One significant discovery is noted - that" there was a considerable increase in the number of patients who were concerned about being a burden to family, friends, and other caregivers in 2000 as compared with other years."
SOURCE: The New England Journal of Medicine -- February 22, 2001 -- Vol.
344, No. 8 Legalized Physician-Assisted Suicide in Oregon, 1998-2000
Physician-Assisted Suicide in Oregon -- The Second
In 1997, Oregon
legalized physician-assisted suicide. In 1999, the NEJM reported that
information on 33 persons who received prescriptions for lethal
medications was reported to the Oregon Health Division.
"26 deaths from taking the lethal medications,... while 2 were alive as of
January 1, 2000. One additional patient, who received a prescription in 1998,
died after taking the medication in 1999. Thus, 27 patients died after ingesting
lethal medications in 1999 (9 per 10,000 deaths in Oregon), as compared with 16
patients in 1998 (6 per 10,000)."
In that report the "median age of the 27 patients who died in 1999 after taking lethal medications was 71 years. The most frequent underlying illnesses were cancer (in 17 patients), amyotrophic lateral sclerosis (in 4), and chronic obstructive pulmonary disease (in 4). All 27 patients had health insurance, 21 were receiving hospice care, and 13 were college graduates. According to both physicians and family members, patients requested assistance with suicide for several reasons, including loss of autonomy, loss of control of bodily functions, an inability to participate in activities that make life enjoyable, and a determination to control the manner of death."

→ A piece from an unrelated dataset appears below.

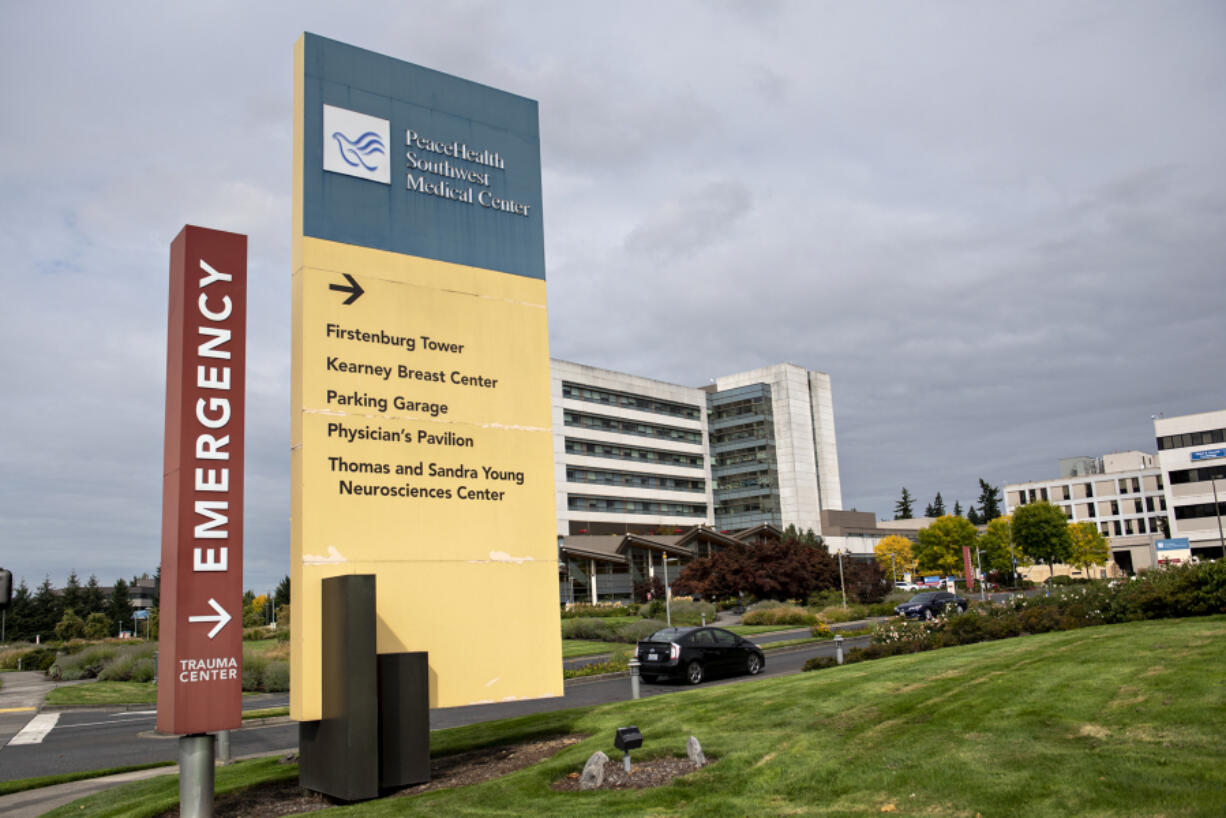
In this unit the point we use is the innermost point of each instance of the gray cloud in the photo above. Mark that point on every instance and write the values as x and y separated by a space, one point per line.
997 227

1999 was the second year of legalized physician-assisted suicide in Oregon. In this report, "the number of patients who died after ingesting lethal medications increased, but it remained small in relation to the total number of persons in Oregon who died. Patients who request assistance with suicide appear to be motivated by several factors, including loss of autonomy and a determination to control the way in which they die."